4) Develop diagnostic tools. Using insights from Aim 1-3, COSYN will define novel genomic and cellular features that can improve disease classification and discriminate specific patient subtypes. This aim will enable precision medicine (Aim 5), and could improve efficacy of clinical trials.
5) Case studies in precision medicine. With our Pharma partners, we will take initial steps towards precision medicine. We will identify patients with a genetic change whose consequences can be reproducibly ameliorated in vitro by an approved medication. Then, we will recommend to the patient and clinician a double-blinded, N-of-one crossover case study to evaluate the clinical utility of a medication precisely indicated for that person. A research assistant will conduct literature reviews to summarize the risks and benefits of the medicines under consideration and discuss with the clinician the scientific structure of a high-quality medication trial (structure, assessments, etc.) and also assist the clinician in identifying the permissions required. This aim will produce proof-of-concept case studies relevant to new disease classification and therapy.
Thus, COSYN is an integrated, state-of-the-art, bench-to-bedside, DNA-to-therapy programme focused on patient-centred therapeutics that capitalizes on prior investments that enabled the genomic revolution.
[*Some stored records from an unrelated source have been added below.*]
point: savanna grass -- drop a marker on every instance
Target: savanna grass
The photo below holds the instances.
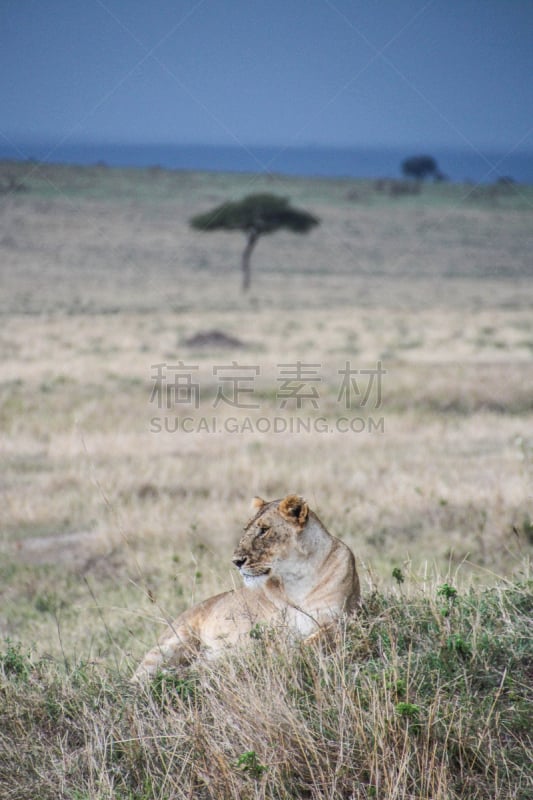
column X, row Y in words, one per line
column 427, row 696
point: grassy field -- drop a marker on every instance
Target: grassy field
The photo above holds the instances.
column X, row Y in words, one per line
column 114, row 516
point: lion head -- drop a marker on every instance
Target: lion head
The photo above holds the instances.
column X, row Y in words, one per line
column 273, row 539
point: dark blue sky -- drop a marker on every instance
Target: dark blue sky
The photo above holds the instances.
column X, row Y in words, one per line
column 418, row 73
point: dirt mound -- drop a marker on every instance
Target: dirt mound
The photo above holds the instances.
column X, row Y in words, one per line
column 213, row 338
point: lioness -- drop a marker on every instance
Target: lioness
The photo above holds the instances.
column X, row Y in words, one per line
column 295, row 574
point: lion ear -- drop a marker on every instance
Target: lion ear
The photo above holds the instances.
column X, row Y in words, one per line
column 257, row 503
column 294, row 509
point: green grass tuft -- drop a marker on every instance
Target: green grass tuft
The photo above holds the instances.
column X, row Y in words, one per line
column 410, row 703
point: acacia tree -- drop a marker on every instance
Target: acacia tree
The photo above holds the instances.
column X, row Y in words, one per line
column 254, row 215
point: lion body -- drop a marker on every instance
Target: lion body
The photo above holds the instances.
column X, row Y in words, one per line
column 296, row 575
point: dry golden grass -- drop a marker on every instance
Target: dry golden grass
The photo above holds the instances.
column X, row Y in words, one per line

COSYN is a crucial next step in “decoding” the genetic findings via intensive focus on the clinical and molecular comorbidities of ID, autism, and schizophrenia.
Uniqueness COSYN is a unique consortium, targeting an exceptionally relevant topic using multiple advanced technologies with outstanding specialists from academia, innovative small/medium enterprises (SME), and exceptional input and full participation from large Pharma companies.
- Highly relevant topic: cardinal psychiatric disorders with exceptional but unexplained comorbidity that cover 20% of all societal burden of brain disorders (ID, autism, and schizophrenia);
- Tightly interconnected, highly focused project with strong central command/control and experts with a history of successful collaboration to ensure rapid progress;
- A unique project: reaching out to patients across Europe, understanding the comorbidity of their symptoms at multiple levels, from clinical manifestation to synaptic function, generating the best possible models for compound screening (neurons derived from the patients themselves) and reaching back to the patient in proof-of-concept case studies;
- World-leading experts in clinical psychiatry, psychiatric genomics, stem cell biology, neurobiology, compound screening, and in vivo pharmacology;
- Highly successful scientists: for instance, 121 authorships on Nature, Science, Cell, and Nature Genetics papers, and 50+ unique papers in Nature, Science, and Cell ;
- Innovative SME partners that provide advanced technologies, such as the StemCellFactory (robotized iPSC production, Figure 6) and automated in vivo pharmacology;
- Exceptional participation and commitment of Pharma: three of the world leaders in the business are full and committed COSYN partners (Lundbeck, Roche and Pfizer);
- Pharma partners provide substantial extra funding, increasing the impact force of EU budget (108 extra person months are committed in addition to the budge requested from the EU);
- Large impact for patients and society: COSYN is in a unique position to deliver new diagnostics, new cellular assays and validated compounds to improve EU health care; and
- EU competitiveness: new diagnostics, cellular assays, and validated compounds will strengthen the international position of EU-based SMEs and large Pharma, and create new jobs in the EU.